Il faut bien sûr se garder de lire dans La Plage de Scheveningen une réhabilitation de Robert Brasillach, dont est directement inspiré le personnage d’Hersant ; il fut le condisciple de l’auteur en hypokhâgne à Louis-le-Grand. Gadenne n’est d’ailleurs pas ambigu dans sa condamnation de l’Allemagne nazie, au contraire, mais brocarde la civilisation chrétienne livrée aux matérialistes bien-pensants qui s’est effondrée face à elle. Selon lui, l’Amérique auréolée de son nouveau statut ne vaut guère mieux : « Sans doute les Américains étaient-ils habiles à mettre en boîte tous les produits imaginables et les autres, et sans doute parviendraient-ils bientôt à mettre en boîte Dieu lui-même, entre deux tranches de ‘pork and beef’ (Registd.), mais un temps ne viendrait-il pas où la planète aurait assez de ce boeuf écrasé et désirerait d’autres nourritures ? » « Tout ça pour ça » semble dire l’auteur, capable d’une violence insoupçonnée pour qualifier les Français de l’après-guerre, obnubilés par leur devenir individuel sans plus se soucier de transcendance, « ces gens, cette vie végétative, puissante et morne, cette insouciance animale (était-ce là ce qui avait été sauvé à si grand prix ?) ». Un Houellebecq ne qualifie pas très différemment ses propres contemporains et leur attachement à la social-démocratie – il semble d’ailleurs de plus en plus suivi dans son mépris de cette dernière.

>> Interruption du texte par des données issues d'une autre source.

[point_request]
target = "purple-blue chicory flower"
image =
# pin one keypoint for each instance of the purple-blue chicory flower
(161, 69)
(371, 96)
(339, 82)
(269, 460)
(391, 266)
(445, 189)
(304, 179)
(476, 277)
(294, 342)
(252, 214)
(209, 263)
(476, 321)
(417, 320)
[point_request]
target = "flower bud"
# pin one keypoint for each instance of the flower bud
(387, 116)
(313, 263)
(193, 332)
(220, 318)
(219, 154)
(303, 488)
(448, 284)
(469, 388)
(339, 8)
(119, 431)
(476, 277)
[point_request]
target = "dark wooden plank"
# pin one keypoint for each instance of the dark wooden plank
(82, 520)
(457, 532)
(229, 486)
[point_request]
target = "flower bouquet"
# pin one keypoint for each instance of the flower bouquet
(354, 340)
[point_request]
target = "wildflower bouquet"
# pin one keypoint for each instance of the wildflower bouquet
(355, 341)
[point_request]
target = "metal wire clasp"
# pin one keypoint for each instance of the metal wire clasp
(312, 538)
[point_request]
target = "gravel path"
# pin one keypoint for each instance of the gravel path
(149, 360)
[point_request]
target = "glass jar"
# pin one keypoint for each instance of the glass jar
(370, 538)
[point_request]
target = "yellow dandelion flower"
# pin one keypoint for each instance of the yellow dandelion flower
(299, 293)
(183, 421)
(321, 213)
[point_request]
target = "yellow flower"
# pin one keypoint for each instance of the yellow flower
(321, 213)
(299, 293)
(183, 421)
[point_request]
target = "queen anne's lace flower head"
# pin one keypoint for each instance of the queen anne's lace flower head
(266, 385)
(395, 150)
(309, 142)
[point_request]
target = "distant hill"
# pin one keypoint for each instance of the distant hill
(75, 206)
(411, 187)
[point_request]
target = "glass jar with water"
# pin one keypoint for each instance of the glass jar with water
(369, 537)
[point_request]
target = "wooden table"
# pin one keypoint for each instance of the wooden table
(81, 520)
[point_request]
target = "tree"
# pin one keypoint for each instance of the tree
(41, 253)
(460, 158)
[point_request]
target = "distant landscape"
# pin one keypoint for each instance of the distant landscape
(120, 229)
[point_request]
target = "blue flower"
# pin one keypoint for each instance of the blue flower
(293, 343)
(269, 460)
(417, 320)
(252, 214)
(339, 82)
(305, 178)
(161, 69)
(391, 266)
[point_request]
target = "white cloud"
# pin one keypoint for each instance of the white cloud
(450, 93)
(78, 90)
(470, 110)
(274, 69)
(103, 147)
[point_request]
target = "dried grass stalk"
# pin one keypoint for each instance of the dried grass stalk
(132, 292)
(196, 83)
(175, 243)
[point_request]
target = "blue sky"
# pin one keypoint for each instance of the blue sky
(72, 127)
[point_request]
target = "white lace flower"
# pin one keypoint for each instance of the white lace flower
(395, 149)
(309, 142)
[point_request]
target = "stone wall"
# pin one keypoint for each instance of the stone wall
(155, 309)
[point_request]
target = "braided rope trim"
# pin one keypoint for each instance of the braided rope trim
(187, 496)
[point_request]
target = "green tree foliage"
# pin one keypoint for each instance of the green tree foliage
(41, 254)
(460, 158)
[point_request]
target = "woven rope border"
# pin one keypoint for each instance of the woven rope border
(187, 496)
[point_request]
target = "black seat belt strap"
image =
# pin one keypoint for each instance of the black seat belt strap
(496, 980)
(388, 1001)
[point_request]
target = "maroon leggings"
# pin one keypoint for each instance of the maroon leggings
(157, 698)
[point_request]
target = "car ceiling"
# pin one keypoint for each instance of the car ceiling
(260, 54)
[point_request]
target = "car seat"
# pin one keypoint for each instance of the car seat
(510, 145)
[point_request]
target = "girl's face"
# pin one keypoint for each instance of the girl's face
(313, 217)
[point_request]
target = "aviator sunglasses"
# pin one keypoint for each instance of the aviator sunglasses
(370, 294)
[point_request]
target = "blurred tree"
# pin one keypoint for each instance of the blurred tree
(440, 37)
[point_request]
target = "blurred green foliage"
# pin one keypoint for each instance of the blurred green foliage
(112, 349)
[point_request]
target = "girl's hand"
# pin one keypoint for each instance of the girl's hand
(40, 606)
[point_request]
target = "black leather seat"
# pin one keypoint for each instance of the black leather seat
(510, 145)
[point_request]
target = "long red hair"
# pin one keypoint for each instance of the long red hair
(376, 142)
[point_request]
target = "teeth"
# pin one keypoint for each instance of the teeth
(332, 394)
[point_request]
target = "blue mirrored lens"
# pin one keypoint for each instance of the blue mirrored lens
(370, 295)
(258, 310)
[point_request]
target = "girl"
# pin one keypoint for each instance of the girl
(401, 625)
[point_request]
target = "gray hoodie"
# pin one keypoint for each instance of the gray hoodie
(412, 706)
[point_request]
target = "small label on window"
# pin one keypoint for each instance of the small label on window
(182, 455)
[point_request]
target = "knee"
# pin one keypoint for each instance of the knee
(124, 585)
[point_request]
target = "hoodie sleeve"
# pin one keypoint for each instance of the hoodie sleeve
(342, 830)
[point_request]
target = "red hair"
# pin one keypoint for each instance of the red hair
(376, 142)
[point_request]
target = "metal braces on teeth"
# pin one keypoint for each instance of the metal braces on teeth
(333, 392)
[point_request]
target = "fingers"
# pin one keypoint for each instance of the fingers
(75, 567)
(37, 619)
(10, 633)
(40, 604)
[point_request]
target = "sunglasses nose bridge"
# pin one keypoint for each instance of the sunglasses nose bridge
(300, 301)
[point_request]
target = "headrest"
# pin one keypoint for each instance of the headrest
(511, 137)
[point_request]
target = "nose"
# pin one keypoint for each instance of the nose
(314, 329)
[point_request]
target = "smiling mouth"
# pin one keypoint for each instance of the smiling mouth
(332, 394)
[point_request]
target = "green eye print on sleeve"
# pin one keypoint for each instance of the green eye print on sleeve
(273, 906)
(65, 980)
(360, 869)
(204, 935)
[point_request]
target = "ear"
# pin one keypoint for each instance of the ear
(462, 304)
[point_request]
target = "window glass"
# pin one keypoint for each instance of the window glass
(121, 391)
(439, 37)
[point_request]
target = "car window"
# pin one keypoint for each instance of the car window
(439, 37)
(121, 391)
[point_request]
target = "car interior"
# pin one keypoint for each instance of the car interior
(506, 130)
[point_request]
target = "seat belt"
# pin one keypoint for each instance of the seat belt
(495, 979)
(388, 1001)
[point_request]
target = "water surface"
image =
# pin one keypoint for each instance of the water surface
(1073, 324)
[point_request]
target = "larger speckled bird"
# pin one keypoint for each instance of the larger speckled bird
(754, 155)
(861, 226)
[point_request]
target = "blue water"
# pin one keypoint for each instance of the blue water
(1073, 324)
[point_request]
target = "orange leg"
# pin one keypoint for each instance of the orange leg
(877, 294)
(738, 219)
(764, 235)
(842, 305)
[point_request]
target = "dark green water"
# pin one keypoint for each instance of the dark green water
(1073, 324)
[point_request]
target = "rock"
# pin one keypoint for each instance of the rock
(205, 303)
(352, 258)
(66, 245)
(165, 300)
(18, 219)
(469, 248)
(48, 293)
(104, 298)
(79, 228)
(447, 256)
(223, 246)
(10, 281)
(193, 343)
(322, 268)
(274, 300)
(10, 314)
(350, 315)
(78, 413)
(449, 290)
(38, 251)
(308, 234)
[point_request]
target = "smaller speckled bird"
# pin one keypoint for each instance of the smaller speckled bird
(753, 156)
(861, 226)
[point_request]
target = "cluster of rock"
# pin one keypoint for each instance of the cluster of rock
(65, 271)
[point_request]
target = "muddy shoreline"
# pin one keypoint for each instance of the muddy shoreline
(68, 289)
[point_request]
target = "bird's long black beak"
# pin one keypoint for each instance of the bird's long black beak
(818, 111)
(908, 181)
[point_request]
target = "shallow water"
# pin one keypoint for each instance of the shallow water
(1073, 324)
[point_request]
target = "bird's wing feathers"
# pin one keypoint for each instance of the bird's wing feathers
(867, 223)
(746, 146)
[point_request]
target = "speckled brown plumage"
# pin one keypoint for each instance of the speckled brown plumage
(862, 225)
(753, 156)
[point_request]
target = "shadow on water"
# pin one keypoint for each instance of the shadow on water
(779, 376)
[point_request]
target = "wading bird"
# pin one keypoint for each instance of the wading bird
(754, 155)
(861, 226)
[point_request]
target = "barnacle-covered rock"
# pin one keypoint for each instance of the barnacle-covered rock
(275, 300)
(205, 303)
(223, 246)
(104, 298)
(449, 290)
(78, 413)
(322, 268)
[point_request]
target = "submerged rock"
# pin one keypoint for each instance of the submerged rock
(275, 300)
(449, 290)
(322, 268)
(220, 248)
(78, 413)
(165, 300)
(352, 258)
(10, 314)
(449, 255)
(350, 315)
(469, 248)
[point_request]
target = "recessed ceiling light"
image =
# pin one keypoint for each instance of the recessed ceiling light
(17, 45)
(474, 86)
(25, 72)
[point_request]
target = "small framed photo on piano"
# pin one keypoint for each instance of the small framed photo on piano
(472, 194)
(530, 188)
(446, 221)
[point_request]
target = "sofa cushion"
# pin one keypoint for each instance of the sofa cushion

La promesse d’un apaisement malgré tout
Hersent, au fond, fit des choix désastreux pour avoir honni une République tiède dont Guillaume trouve les défauts également haïssables. À une époque si empressée de le juger, il en résulte qu’Arnoult s’en garde, voire s’y refuse. Quand ses compatriotes veulent déjà solder les comptes de la guerre pour mieux retourner à leur apathie autocentrée, il veut lui-même s’y investir en marchant sur l’Allemagne alors que rien ne l’y oblige plus. Ce qui singularise le héros de La Plage de Scheveningen est finalement son exigence en tout, une qualité dont on devine la rareté aux yeux de l’auteur. Exigence vis-à-vis de lui-même et de son engagement dans l’Histoire en s’enrôlant dans l’armée, vis-à-vis d’Irène en cherchant toujours plus loin la vérité de leur idylle morte, vis-à-vis du langage en tirant la quintessence de ses moindres conversations, comme celle qu’il se remémore d’avant la guerre, à Bayonne, lorsqu’Hersent lui laisse entendre les choix irréversibles qu’il est en passe de faire. Pour Gadenne, cette dernière aspiration ne saurait se passer de métaphysique, tant s’épuisent vite les questions morales lorsqu’elles s’en trouvent privées. Le roman fait écho à l’exigence en toute chose de son protagoniste. D’une force admirable, son style requiert quantité de relectures, non seulement parce bien des phrases le méritent – Paul Gadenne fut un admirateur de Proust – mais aussi pour saisir la profondeur et les nuances de la pensée de Guillaume.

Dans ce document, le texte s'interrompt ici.